First I made cornbread. Oh was that good made with fresh ground corn!
Next I made 5 loaves of banana bread from the extremely ripe bananas that were scenting our kitchen.
Healthier Banana Bread - Large Batch
-1200 grams (about 8 c, I may reduce this slightly next time) soft white wheat, freshly ground flour
-1 t salt
-2 t Baking Powder
-4 t Baking Soda
-2 c chopped walnuts
In a separate bowl, combine and mix smoothly:
-4 eggs
-2 c Sucanat
-1 c Honey
-4 c sour milk, buttermilk, Kefir or yogurt or a combination (I used 3 c Kefir and 1 c yogurt)
-8 mashed overripe bananas
Combine wet and dry ingredients thoroughly. This went into 4 4x8 loaf pans plus 1 slightly smaller loaf pan. The amount will vary on the size of your loaf pan. I fill the pans about 3/4 full. Bake about 50 minutes at 350*. Remove from loaf pan and cool. The loaves that are not immediately eaten can be wrapped and frozen.

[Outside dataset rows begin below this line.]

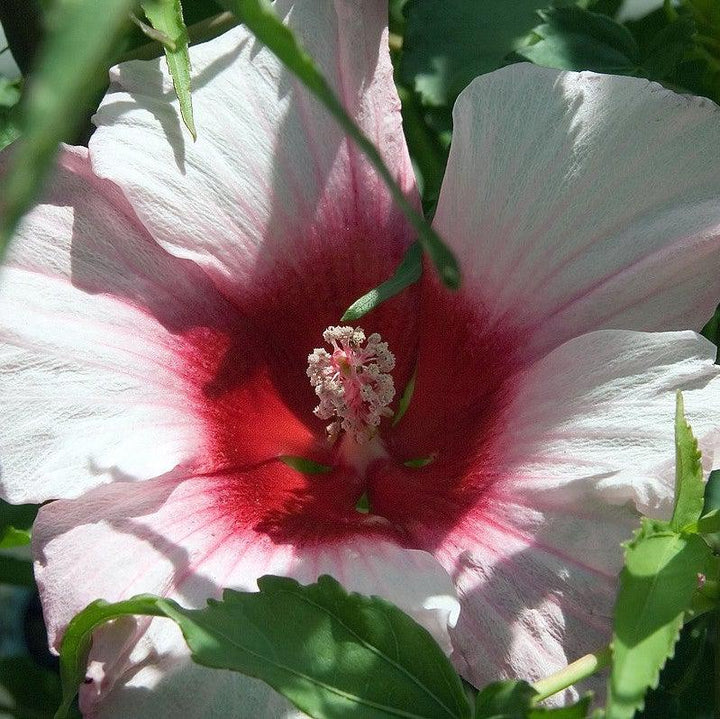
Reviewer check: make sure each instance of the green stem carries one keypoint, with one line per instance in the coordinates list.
(717, 660)
(573, 673)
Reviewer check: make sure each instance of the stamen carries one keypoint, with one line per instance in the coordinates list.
(353, 383)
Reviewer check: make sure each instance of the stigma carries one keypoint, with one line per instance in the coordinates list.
(353, 383)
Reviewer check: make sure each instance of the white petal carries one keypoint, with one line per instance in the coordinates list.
(588, 434)
(578, 202)
(185, 540)
(271, 178)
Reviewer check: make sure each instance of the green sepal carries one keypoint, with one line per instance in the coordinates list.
(167, 18)
(689, 485)
(407, 273)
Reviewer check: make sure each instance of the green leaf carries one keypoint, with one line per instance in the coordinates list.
(16, 571)
(656, 588)
(69, 71)
(34, 690)
(572, 38)
(260, 18)
(408, 272)
(687, 681)
(516, 700)
(689, 485)
(13, 537)
(78, 637)
(331, 653)
(166, 17)
(15, 523)
(449, 42)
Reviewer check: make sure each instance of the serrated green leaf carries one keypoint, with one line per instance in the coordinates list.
(70, 67)
(261, 19)
(572, 38)
(687, 681)
(689, 485)
(656, 588)
(516, 700)
(447, 43)
(331, 653)
(166, 16)
(408, 272)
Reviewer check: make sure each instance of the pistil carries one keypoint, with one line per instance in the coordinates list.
(353, 383)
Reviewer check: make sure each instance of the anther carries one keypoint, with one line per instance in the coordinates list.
(353, 383)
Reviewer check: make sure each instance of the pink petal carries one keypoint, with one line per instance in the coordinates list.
(272, 194)
(528, 514)
(578, 202)
(121, 361)
(188, 539)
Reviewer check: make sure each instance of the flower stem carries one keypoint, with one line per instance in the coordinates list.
(573, 673)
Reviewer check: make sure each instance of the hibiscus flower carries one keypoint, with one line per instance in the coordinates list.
(160, 304)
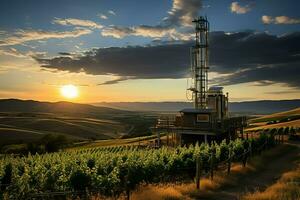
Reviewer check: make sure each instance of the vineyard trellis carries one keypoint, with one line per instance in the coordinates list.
(115, 171)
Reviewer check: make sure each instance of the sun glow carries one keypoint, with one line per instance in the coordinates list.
(69, 91)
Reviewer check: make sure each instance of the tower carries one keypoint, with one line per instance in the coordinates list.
(199, 63)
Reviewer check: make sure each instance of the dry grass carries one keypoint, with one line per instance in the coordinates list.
(222, 182)
(187, 190)
(294, 123)
(286, 188)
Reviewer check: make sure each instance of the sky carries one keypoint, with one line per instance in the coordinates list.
(138, 50)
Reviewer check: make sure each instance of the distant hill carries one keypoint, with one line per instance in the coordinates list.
(27, 120)
(254, 107)
(290, 118)
(30, 106)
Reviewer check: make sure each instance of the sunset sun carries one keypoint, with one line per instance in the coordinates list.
(69, 91)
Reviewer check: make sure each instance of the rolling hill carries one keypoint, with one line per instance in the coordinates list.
(290, 118)
(25, 121)
(251, 107)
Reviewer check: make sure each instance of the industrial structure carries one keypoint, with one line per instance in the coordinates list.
(209, 119)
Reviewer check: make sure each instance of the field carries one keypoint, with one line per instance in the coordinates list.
(27, 128)
(117, 171)
(28, 121)
(277, 120)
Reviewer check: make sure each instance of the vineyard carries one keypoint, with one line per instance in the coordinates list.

Last but not least, I made chocolate chip cookies which I blogged about before, but have tweaked the recipe some more and wanted to write down the changes before I forget!
Healthier Chocolate Chip Cookies
Cream together:
-2 c butter at room temperature
-2 c Turbinado Sugar
-1 c Sucanat
-1/2 c Honey
Add and blend until smooth:
-4 eggs
-2 t Vanilla
Mix in:
-600 grams (about 4 c regular flour) fresh ground soft white wheat flour
-1 t salt
-2 t Baking Powder
-2 t Baking Soda
When smooth, add:
-4 c Old Fashioned Oatmeal
-2 packages (24 oz) chocolate chips (we love Trader Joe's chocolate chips)
-2-3 c chopped walnuts
Bake about 10 minutes at 375*F. This dough freezes well.
1 comment:
Cool! I have all the ingredients for the banana bread in my pantry. I know what I'll be doing tomorrow.